Are bullbars good for cars? We present our detailed analysis
So your daily commute comprises of tackling traffic infested streets, where tailgating is the norm and having your car bumper indulged in some impromptu kissing is a phenomenon you’ve learnt to live with. No surprise, then, that having your car bumpers in pristine condition is a dream that you’ve always harboured. And to finally live this dream you’ve just resorted to usage of bullbars, probably at both ends of your car. You do end up saving your car bumpers from all sort of damages, but is it really smart to use bullbars? NO . . .not even a bit! Surprised? Allow us to take you through the disadvantages of using a bullbar!

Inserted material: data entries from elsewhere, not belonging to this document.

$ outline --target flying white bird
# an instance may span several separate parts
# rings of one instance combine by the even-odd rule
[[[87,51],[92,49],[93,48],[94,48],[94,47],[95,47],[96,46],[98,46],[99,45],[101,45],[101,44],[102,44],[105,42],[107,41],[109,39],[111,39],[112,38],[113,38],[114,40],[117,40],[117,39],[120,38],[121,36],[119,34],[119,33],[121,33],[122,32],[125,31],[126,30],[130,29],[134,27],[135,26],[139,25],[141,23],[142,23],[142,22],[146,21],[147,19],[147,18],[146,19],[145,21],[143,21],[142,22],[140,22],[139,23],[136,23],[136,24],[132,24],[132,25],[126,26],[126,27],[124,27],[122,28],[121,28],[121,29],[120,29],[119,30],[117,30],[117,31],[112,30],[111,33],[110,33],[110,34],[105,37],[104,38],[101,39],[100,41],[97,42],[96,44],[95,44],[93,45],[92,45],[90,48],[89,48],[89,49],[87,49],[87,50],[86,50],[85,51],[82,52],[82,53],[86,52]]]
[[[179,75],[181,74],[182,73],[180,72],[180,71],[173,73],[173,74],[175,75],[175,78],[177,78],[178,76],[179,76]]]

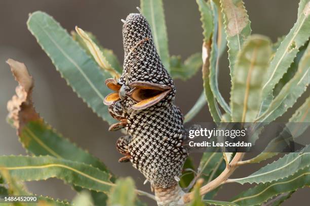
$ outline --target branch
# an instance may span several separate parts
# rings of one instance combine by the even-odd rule
[[[230,163],[218,177],[200,188],[200,194],[203,195],[224,183],[237,169],[239,166],[237,163],[242,160],[244,156],[244,152],[237,152]],[[189,192],[183,195],[183,200],[184,203],[187,203],[192,200],[193,198],[193,193]]]

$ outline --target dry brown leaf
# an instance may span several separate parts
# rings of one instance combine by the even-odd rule
[[[18,86],[16,94],[8,102],[8,118],[13,121],[17,130],[17,134],[28,122],[40,119],[34,110],[32,101],[33,80],[29,74],[26,66],[22,63],[9,59],[7,61]]]
[[[232,0],[223,0],[223,10],[227,16],[227,33],[229,36],[239,34],[248,23],[247,13],[242,1],[234,4]]]

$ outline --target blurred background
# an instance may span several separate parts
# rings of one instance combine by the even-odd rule
[[[296,19],[297,1],[244,2],[251,21],[252,33],[268,36],[273,41],[287,34]],[[196,1],[166,0],[164,4],[170,55],[179,55],[184,59],[201,52],[202,29]],[[149,185],[143,185],[144,178],[130,163],[118,162],[121,155],[117,151],[115,143],[121,133],[108,132],[107,124],[93,113],[66,85],[26,25],[29,13],[37,10],[46,12],[69,32],[75,25],[91,31],[102,45],[113,49],[122,62],[123,23],[120,20],[126,18],[130,13],[137,12],[136,7],[139,6],[137,0],[0,1],[0,155],[26,154],[15,130],[6,121],[7,102],[14,93],[17,84],[5,63],[11,58],[25,63],[33,77],[35,85],[33,101],[37,111],[47,122],[64,137],[99,157],[115,175],[133,177],[138,188],[150,190]],[[226,55],[222,57],[220,64],[220,90],[228,100],[230,80]],[[186,83],[176,80],[175,84],[176,104],[186,113],[202,91],[201,72]],[[212,121],[206,106],[194,121]],[[201,154],[191,155],[198,163]],[[237,170],[234,177],[248,175],[259,167],[258,165],[245,166]],[[31,182],[27,186],[35,193],[52,197],[71,199],[75,195],[70,186],[55,179]],[[249,185],[225,185],[216,199],[228,200],[247,187]],[[305,203],[308,200],[306,195],[309,192],[309,188],[300,189],[283,205]],[[154,202],[145,200],[149,205],[154,205]]]

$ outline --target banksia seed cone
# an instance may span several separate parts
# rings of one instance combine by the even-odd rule
[[[114,92],[104,103],[128,135],[117,143],[152,186],[176,186],[188,151],[183,146],[183,115],[174,105],[175,88],[154,45],[150,26],[140,14],[131,14],[123,28],[125,59],[121,78],[106,84]]]

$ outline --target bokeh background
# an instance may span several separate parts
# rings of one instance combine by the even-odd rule
[[[251,21],[252,33],[267,35],[273,41],[287,34],[297,17],[297,1],[245,0]],[[164,1],[171,55],[184,59],[199,52],[202,43],[200,14],[195,1]],[[0,155],[25,154],[15,130],[6,121],[6,105],[17,85],[5,61],[9,58],[24,62],[35,80],[33,101],[36,110],[46,121],[63,136],[98,157],[117,175],[130,176],[139,189],[149,191],[143,185],[143,177],[130,163],[119,163],[121,157],[115,149],[120,132],[110,132],[108,125],[89,109],[68,87],[56,71],[49,58],[41,49],[27,29],[28,14],[37,10],[53,16],[68,31],[75,25],[91,31],[101,44],[113,50],[121,62],[123,60],[121,19],[130,13],[137,12],[135,1],[18,0],[0,1]],[[220,62],[220,90],[229,98],[230,81],[227,55]],[[102,80],[103,83],[104,80]],[[201,72],[189,81],[175,81],[177,93],[176,104],[184,113],[193,105],[202,90]],[[195,118],[197,122],[211,121],[205,107]],[[196,163],[200,154],[192,154]],[[249,174],[259,165],[239,169],[235,177]],[[30,191],[53,197],[71,199],[75,194],[70,187],[61,181],[51,179],[27,184]],[[238,184],[225,185],[216,198],[228,200],[241,190],[249,187]],[[308,200],[309,188],[299,190],[283,203],[304,204]],[[148,200],[149,205],[154,205]],[[300,204],[299,204],[300,203]]]

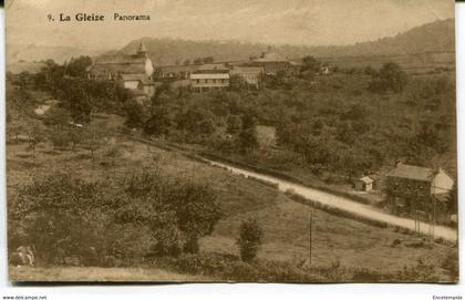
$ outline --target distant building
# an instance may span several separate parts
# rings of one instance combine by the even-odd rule
[[[199,92],[229,86],[229,69],[224,64],[208,63],[190,73],[190,86]]]
[[[261,66],[232,66],[229,74],[240,76],[245,82],[250,85],[254,85],[258,89],[258,85],[261,81],[261,76],[265,74],[265,70]]]
[[[156,80],[188,80],[190,74],[196,72],[200,65],[162,65],[155,69]]]
[[[451,194],[454,179],[442,168],[411,166],[399,162],[388,174],[388,201],[396,214],[423,216],[425,220],[450,214],[444,197]],[[443,218],[444,219],[444,218]]]
[[[363,176],[355,182],[355,190],[371,192],[373,190],[374,180],[370,176]]]
[[[13,75],[19,75],[21,73],[28,73],[30,75],[35,75],[42,69],[46,68],[44,62],[25,62],[19,61],[7,65],[7,72]]]
[[[155,83],[145,74],[120,74],[118,83],[128,90],[141,90],[152,97],[155,93]]]
[[[276,75],[279,71],[292,71],[291,62],[276,52],[261,53],[260,58],[254,59],[254,66],[261,66],[267,75]]]
[[[143,42],[133,55],[122,55],[97,60],[90,69],[89,76],[95,80],[116,80],[121,74],[146,75],[152,80],[154,66],[147,56]]]

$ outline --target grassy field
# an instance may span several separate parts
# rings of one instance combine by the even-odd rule
[[[100,122],[105,123],[105,118]],[[112,118],[113,127],[118,122]],[[108,142],[111,143],[111,142]],[[198,183],[207,183],[217,194],[225,217],[217,224],[211,236],[200,240],[200,251],[238,254],[236,238],[240,223],[255,217],[265,231],[259,258],[296,263],[309,257],[309,207],[294,203],[272,187],[232,175],[224,169],[194,162],[178,153],[147,147],[137,142],[123,141],[123,155],[115,166],[102,166],[105,146],[96,153],[92,164],[90,152],[78,148],[52,151],[43,144],[34,159],[27,151],[27,144],[7,146],[8,194],[29,182],[33,176],[52,172],[72,172],[87,180],[105,178],[108,174],[125,176],[132,169],[157,168],[166,176],[182,176]],[[94,166],[93,166],[94,165]],[[380,229],[316,210],[313,216],[312,265],[328,267],[339,265],[343,268],[365,268],[370,270],[395,272],[418,263],[433,265],[434,273],[442,281],[454,280],[441,266],[456,248],[430,241],[418,242],[421,238]],[[394,246],[395,245],[395,246]],[[68,268],[66,268],[68,270]],[[11,269],[12,278],[34,280],[46,278],[78,277],[78,280],[118,280],[121,270],[78,268],[76,273],[65,269]],[[84,271],[82,271],[84,270]],[[178,275],[163,271],[126,270],[127,278],[146,280],[189,280]],[[159,272],[159,276],[158,273]],[[153,276],[153,277],[152,277]],[[196,277],[195,280],[198,280]]]
[[[19,281],[210,281],[208,278],[157,269],[96,267],[10,267],[9,277]]]

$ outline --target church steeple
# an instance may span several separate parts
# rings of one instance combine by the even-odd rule
[[[145,48],[145,44],[143,41],[141,41],[138,49],[137,49],[137,55],[142,58],[147,56],[147,49]]]

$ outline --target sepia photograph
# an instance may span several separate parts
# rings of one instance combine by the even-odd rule
[[[456,283],[453,0],[7,0],[12,282]]]

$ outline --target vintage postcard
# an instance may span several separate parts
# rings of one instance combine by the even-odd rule
[[[4,6],[11,281],[458,281],[453,0]]]

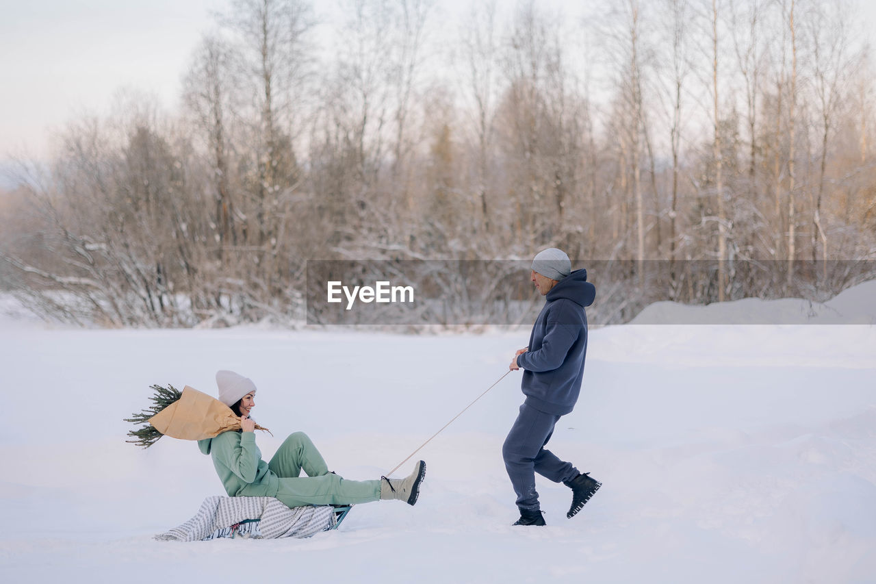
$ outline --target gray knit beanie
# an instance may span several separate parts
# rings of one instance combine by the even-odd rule
[[[217,371],[216,385],[219,386],[219,401],[230,408],[244,395],[256,390],[252,380],[233,371]]]
[[[562,250],[548,247],[533,260],[533,270],[559,281],[572,273],[572,262]]]

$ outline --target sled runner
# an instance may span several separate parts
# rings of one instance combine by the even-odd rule
[[[353,509],[352,505],[332,505],[335,508],[335,525],[329,529],[336,530],[337,526],[341,524],[347,514],[350,513],[350,509]]]

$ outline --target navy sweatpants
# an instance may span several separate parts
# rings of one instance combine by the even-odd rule
[[[524,403],[502,445],[505,467],[517,494],[517,506],[521,509],[540,509],[535,473],[554,482],[570,481],[578,475],[578,469],[571,463],[545,450],[560,417]]]

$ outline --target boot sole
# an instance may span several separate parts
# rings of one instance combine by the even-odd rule
[[[575,516],[576,516],[578,514],[578,511],[580,511],[581,509],[583,509],[584,508],[584,505],[587,504],[587,502],[590,501],[590,498],[592,498],[594,495],[596,495],[597,491],[599,490],[600,487],[602,487],[602,483],[597,481],[596,486],[590,490],[590,493],[587,494],[587,495],[584,497],[583,501],[582,501],[578,504],[577,507],[574,507],[574,508],[569,509],[569,513],[566,514],[566,518],[567,519],[571,519],[572,517],[574,517]]]
[[[420,473],[417,474],[417,478],[413,481],[413,485],[411,486],[411,496],[407,497],[407,504],[413,505],[417,502],[417,498],[420,496],[420,484],[426,478],[426,462],[424,460],[420,461]]]

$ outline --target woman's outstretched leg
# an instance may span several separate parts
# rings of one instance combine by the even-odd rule
[[[289,507],[300,505],[349,505],[380,499],[396,499],[409,505],[417,502],[420,485],[426,476],[426,463],[420,460],[404,479],[347,481],[337,474],[280,479],[277,498]]]
[[[308,477],[328,474],[322,455],[304,432],[289,434],[271,459],[268,468],[281,479],[297,478],[302,469]]]

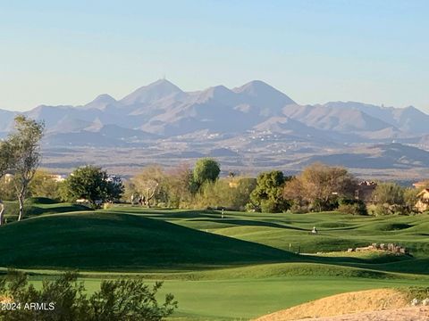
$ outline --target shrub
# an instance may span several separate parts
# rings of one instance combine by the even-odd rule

Let me bore you with some info on car technology. Today, most cars have either of the two kinds of chassis – Monocoque or Ladder on frame. The former is found in most road going cars we have today, with the usage of latter restricted mostly to bigger vehicles such as trucks and buses. For a layman, like you or me, a monocoque is a setup where the chassis is a part of the body itself! Basically, this setup compromises of a body shell that has been strengthened at strategic points to eliminate the requirement of an extra chassis!
Coming back to the topic, every car on sale today has been designed to absorb/re-channel forces in an event of a crash. This is done in a way that the passenger cabin is the most protected part of the car. By introducing an extra element, such as a bullbar, the original design is disturbed, as the bullbar is fitted directly to the car’s frame, thereby bypassing the bumper and rendering it functionally useless. In case of an impact, the force is transmitted directly to the car’s frame, which is then passed on to the passenger cabin, completely bypassing the bumper and crumple zone! Ultimately, the passengers are prone to sustaining injuries, while the chassis has high chances of getting misaligned! Oh . . you do end up saving the bumper!
Also, fitting a bullbar might also lead to malfunctioning of airbag sensors! It maybe noted that airbags are triggered by strategically positioned sensors, which read the severity of an impact and choose to (or not to) launch the airbags. Fitting a bullbar however, poses a potential threat to the effectiveness of these sensors. The result? Higher risk of injury or death of the passengers, all due to the malfunctioning of the airbags.
It is hence clear that usage of bullbars in most cars should be simply avoided. Fitting these things on a car with a ladder chassis is still understandable, but on most road going cars, such as a hatchback, a sedan or a MPV, bullbars should be a complete no no!